My biopsy was painless. The WL, however, was sheer torture. Supposedly there was lidocaine in the tip of the needle that they stick in there to serve as a conduit for the wire. Even if there was, my whole breast did not get any shot or any numbing drug. My impression is that the needle went in through my nipple (EEK!), but I’m not positive. The tissue to be removed was on the underside of my breast.
I cried loud and bitter tears while they were sticking the needle and then the wire in there. The people doing it (at least one had an MD on her name tag–the others, not sure) kept saying, “I’m sorry, I’m sorry” over and over. Then they had to do a mammogram/x-ray to make sure the tip of the wire was in exactly the right spot.
When they got me back to the pre-op area with a plastic drinking cup taped over my nipple to hold the wire in place, the surgical team had already been by twice to get me. That makes me wonder if they were in a hurry and did not take the time to numb my breast.
Yeah, that was the worst piece of breast-torture for me too. My two biopsy sites were on the upper portion, about half an inch apart. The tech staff who was putting the needles and wires in kept saying “Don’t look down,” but of course I did take a glance at one point before she put some tape over the site to hold the wires in place.

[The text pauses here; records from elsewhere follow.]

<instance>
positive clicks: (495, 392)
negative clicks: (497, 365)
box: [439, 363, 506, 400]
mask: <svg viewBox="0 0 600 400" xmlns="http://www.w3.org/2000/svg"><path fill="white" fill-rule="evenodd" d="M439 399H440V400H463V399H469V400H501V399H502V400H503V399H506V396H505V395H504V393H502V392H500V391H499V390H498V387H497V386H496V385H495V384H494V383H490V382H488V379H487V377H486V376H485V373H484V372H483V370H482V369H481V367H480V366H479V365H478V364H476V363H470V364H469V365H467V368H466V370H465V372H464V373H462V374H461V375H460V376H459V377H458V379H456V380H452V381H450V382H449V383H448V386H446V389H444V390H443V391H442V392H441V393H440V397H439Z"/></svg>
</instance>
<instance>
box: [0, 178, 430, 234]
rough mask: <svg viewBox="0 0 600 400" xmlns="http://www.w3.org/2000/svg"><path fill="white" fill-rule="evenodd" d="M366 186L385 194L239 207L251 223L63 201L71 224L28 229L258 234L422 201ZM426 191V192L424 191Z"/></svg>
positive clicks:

Wires–two pieces about 5 or 6 inches long sticking up out of the top of my breast and waggling around like two little antennae for some cyberpunk-Borg electronic implant. Decorated cheerfully with little pink-flowered bandages. Not just painful, but completely surreal.
A little later, just before I went into the surgery, someone asked me if I had any false teeth, prosthetics, implants, or body piercings. “Only the ones you just gave me…”
This!
Was your breast numb for this procedure (like I assume it was for the biopsy)? Or was it “somewhat numb”? Or not at all?